Puerto Rican History Deserves More than a Mural
Steven Spielberg’s new rendition of the musical West Side Story is now in United States movie theaters. Long anticipated, and delayed by the pandemic, attendance will be bolstered by rave reviews from eminent critics like A.O. Scott of the New York Times. Already, during previews, the film boasts $800,000 in box office receipts: current post-release estimates for the first week are $17 million.
Yet, as with the original movie directed by Robert Wise and Jerome Robbins in 1961, a cloud of suspicion about the film’s depiction of Puerto Rican youth rises. And as with this earlier film version, and the original Broadway hit, the true sources of inspiration for this retelling of the Romeo and Juliet story in Cold War New York—Puerto Rican youth themselves—seem to have been silenced and erased.
But they don’t have to be. Hollywood could tell the story of Chicago’s Young Lords Organization (YLO).

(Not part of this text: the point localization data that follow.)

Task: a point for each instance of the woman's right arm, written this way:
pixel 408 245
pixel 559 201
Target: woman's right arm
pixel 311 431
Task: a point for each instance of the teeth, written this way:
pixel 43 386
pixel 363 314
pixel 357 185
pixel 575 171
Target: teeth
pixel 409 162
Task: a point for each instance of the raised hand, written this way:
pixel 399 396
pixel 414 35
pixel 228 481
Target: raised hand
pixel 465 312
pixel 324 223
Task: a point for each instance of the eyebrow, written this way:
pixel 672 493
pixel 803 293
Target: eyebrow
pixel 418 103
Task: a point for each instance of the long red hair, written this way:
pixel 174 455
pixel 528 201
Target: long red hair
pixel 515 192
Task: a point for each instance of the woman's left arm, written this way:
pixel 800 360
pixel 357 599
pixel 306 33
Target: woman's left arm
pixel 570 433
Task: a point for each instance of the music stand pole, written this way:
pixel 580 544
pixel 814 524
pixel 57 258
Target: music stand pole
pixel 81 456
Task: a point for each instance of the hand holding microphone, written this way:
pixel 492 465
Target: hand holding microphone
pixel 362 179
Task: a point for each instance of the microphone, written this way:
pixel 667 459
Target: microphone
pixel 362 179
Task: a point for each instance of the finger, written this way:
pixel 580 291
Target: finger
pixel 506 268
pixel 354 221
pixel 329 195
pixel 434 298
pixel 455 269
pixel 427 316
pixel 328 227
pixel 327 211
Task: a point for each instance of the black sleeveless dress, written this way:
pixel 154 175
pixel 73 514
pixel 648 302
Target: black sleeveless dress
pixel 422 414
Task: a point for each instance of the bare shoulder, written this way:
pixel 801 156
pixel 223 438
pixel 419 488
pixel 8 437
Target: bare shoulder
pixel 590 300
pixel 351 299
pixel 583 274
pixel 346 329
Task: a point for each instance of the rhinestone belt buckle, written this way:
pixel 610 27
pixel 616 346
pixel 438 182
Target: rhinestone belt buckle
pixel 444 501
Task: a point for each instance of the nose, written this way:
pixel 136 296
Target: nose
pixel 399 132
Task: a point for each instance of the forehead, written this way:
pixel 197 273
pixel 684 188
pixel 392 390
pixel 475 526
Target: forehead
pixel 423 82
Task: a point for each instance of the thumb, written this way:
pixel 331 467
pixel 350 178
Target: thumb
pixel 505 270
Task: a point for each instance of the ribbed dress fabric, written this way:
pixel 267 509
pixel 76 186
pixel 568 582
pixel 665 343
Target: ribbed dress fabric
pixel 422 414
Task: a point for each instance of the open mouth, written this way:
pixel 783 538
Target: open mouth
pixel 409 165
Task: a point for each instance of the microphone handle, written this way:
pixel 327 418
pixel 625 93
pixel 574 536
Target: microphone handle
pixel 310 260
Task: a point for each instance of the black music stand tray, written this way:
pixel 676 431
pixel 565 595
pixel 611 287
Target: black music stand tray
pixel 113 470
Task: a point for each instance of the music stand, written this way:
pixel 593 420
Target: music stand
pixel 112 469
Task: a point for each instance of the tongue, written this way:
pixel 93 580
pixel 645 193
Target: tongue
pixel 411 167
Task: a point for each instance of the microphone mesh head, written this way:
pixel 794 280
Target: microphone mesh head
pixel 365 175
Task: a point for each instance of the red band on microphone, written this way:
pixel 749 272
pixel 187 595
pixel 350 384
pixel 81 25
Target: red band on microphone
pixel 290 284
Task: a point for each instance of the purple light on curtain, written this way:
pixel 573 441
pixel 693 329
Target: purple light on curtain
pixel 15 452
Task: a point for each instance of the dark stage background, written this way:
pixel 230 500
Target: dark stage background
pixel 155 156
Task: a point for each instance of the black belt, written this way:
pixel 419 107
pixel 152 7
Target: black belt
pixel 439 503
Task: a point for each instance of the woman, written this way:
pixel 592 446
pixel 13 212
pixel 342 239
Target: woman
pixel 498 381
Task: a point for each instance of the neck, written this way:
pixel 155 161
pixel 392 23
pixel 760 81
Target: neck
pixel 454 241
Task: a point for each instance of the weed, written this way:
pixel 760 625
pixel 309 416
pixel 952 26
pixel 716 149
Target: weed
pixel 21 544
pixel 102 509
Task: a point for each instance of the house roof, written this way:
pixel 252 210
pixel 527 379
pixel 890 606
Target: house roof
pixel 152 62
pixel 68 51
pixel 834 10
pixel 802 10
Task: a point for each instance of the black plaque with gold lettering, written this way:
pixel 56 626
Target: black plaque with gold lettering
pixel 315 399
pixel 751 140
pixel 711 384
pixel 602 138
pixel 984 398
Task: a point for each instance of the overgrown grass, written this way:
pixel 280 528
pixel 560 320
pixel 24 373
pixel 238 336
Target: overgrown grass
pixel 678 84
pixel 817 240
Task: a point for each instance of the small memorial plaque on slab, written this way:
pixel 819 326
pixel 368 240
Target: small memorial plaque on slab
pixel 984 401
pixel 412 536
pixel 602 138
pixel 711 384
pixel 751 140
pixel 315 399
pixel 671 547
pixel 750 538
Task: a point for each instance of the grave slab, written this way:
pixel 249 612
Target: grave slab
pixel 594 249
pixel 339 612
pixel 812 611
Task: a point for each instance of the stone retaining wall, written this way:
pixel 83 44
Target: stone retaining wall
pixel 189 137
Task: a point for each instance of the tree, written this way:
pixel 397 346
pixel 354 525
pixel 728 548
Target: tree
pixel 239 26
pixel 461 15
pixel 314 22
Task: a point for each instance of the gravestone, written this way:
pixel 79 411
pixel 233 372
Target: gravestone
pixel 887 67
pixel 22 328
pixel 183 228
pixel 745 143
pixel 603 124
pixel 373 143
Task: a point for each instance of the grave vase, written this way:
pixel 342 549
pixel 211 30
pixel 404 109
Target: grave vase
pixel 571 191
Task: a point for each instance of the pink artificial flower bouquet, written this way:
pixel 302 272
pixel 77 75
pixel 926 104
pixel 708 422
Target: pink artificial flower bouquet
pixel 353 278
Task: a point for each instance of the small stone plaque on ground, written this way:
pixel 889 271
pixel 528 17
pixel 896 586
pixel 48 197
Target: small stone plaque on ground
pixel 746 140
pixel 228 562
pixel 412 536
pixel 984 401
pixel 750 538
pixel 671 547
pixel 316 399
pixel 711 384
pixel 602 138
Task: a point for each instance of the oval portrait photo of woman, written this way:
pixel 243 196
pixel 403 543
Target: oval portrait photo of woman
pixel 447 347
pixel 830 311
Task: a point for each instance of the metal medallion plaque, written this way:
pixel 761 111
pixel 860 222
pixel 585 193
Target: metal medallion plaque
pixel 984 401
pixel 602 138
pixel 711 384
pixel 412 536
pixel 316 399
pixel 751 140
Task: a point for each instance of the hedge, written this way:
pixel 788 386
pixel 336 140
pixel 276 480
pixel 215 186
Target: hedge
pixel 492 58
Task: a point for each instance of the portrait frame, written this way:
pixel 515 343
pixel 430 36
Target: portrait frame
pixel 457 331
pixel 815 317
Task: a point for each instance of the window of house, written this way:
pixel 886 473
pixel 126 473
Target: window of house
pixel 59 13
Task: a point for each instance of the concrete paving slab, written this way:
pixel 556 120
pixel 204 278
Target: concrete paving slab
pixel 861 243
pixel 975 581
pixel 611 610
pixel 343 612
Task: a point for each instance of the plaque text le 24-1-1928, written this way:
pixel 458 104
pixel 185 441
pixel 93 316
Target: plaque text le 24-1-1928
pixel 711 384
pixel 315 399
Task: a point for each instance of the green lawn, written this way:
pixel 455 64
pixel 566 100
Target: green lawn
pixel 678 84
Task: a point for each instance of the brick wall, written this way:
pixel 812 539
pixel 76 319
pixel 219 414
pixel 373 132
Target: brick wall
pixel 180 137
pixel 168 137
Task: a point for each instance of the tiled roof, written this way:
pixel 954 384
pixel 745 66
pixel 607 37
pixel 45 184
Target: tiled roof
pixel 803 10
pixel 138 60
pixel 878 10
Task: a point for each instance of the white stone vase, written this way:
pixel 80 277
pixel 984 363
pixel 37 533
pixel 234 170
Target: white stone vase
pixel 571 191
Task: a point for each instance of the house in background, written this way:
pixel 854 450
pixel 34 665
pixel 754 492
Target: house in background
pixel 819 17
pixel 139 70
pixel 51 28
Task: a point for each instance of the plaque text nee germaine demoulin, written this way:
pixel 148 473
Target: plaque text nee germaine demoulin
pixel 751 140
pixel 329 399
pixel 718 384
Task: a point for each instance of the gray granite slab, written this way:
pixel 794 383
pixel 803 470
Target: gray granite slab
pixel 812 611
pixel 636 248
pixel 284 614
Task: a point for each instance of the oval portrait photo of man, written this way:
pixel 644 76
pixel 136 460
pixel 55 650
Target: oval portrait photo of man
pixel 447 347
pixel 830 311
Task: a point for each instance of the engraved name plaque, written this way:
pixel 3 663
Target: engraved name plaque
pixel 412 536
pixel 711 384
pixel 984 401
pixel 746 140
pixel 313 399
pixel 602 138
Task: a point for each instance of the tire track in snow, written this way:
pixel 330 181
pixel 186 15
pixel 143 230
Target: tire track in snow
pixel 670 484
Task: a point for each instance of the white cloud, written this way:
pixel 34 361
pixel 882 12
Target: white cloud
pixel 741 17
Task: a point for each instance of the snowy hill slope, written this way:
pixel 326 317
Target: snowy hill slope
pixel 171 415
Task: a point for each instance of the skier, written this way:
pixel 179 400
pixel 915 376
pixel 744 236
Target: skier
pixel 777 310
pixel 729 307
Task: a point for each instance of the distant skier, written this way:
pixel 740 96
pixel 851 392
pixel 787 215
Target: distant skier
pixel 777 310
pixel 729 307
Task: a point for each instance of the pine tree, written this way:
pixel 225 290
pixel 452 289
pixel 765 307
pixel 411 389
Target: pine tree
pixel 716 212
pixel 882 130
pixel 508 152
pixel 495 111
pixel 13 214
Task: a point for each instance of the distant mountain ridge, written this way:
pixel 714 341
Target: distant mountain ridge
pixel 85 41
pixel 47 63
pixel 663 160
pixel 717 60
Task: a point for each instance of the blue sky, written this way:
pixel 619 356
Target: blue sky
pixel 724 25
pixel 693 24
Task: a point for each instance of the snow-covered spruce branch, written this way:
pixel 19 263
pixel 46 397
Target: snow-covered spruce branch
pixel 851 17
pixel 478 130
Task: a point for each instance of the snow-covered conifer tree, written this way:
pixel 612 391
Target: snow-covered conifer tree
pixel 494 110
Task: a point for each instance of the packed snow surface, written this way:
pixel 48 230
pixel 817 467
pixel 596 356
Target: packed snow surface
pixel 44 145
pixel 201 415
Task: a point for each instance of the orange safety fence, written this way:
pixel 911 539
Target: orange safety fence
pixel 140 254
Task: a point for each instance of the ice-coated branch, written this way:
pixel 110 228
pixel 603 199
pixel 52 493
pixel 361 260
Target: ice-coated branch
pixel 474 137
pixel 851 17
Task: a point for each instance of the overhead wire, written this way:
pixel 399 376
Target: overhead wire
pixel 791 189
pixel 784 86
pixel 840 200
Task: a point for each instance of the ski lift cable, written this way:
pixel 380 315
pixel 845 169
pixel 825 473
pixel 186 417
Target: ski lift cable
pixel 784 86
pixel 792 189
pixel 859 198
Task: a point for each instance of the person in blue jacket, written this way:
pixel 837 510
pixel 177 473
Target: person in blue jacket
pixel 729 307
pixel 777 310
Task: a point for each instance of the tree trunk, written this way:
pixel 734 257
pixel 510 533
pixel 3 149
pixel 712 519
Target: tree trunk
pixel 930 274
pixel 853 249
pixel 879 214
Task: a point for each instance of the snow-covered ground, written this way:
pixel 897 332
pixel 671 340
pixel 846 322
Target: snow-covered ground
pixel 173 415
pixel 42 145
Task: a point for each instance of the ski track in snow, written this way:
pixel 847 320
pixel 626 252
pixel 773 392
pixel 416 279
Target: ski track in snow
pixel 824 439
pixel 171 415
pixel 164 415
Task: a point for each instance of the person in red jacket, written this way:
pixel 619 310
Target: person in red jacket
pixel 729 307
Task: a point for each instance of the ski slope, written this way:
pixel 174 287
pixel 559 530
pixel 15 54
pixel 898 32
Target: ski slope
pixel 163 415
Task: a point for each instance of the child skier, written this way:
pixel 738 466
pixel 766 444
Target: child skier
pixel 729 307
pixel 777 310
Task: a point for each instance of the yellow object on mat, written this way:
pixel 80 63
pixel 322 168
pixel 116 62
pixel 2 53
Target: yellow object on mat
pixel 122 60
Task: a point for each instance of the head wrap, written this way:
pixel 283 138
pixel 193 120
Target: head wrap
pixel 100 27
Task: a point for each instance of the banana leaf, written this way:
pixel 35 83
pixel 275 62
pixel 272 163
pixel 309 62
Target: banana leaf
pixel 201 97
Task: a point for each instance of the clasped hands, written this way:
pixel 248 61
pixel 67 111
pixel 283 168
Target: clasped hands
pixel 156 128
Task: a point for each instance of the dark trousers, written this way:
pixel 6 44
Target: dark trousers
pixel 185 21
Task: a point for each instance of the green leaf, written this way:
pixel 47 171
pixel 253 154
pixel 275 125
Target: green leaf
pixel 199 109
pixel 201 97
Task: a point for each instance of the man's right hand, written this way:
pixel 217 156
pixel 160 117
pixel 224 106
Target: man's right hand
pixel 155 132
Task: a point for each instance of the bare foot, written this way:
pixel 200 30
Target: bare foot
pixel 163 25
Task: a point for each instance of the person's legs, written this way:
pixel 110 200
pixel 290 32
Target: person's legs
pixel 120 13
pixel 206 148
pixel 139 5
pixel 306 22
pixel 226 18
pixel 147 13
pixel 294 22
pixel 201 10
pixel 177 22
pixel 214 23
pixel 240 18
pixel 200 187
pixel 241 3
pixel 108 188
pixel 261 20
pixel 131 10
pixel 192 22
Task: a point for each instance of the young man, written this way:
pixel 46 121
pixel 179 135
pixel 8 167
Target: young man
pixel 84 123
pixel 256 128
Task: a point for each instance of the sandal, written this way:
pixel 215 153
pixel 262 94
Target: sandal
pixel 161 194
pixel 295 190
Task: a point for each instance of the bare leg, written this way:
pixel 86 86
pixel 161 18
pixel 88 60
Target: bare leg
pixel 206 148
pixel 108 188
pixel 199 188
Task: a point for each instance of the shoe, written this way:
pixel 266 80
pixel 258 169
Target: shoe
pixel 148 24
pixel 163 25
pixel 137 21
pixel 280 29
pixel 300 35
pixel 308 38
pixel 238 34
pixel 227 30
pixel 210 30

In college, circa 1990, a stage production of West Side Story turned me from a cautious fan into a picketer. I was lured by the possibility of seeing my Puerto Rican, inner-city life portrayed at the Ivy league institution that I had infiltrated, but the decision to cast yet another white woman in the lead, and no Latinos, let alone Puerto Ricans, led some of us to protest the production. Not coincidentally, at that time, similar issues were being raised about another musical, David Henry Huang’s Miss Saigon, an adaptation of Puccini’s Madame Butterfly set in post-World War II French-occupied Vietnam.
For many, West Side Story is simply an iconic musical with catchy tunes. For me, however, it became a critical entryway into political consciousness about when and how Puerto Ricans matter in United States history, and why popular representations are instrumental to that. The lack of historical and cultural attention to Puerto Rico and its citizens is notable—or rather, it should be. The island has endured over 120 years of colonization, occupation, neglect, and mass migrations, as well as social, political and economic exchanges.
Yet, West Side Story is still Hollywood’s only major response to this history.
Those stories exist. It was a Puerto Rican gang influenced by the 1961 film that presented me with my first major historical counter-narrative about Puerto Rican street youth. In 2001, I was a bright-eyed new professor in Chicago unknowingly standing at the bluntly inconspicuous birthplace of the Young Lords Organization, the former gang turned political organization that marked the entryway for Puerto Ricans into the civil rights movement. As a Puerto Rican historian and cultural critic, I was invited to join a project being planned by members of the Young Lords and university partners to shed light on the origins of the movement in Lincoln Park. To my surprise, I was sitting at a table with the founders of a movement that I thought I knew about, and had been profoundly inspired by, but that I had always associated with New York, and never associated with Chicago gang culture.
That first meeting opened a portal to history, and I committed to never again allowing it to close.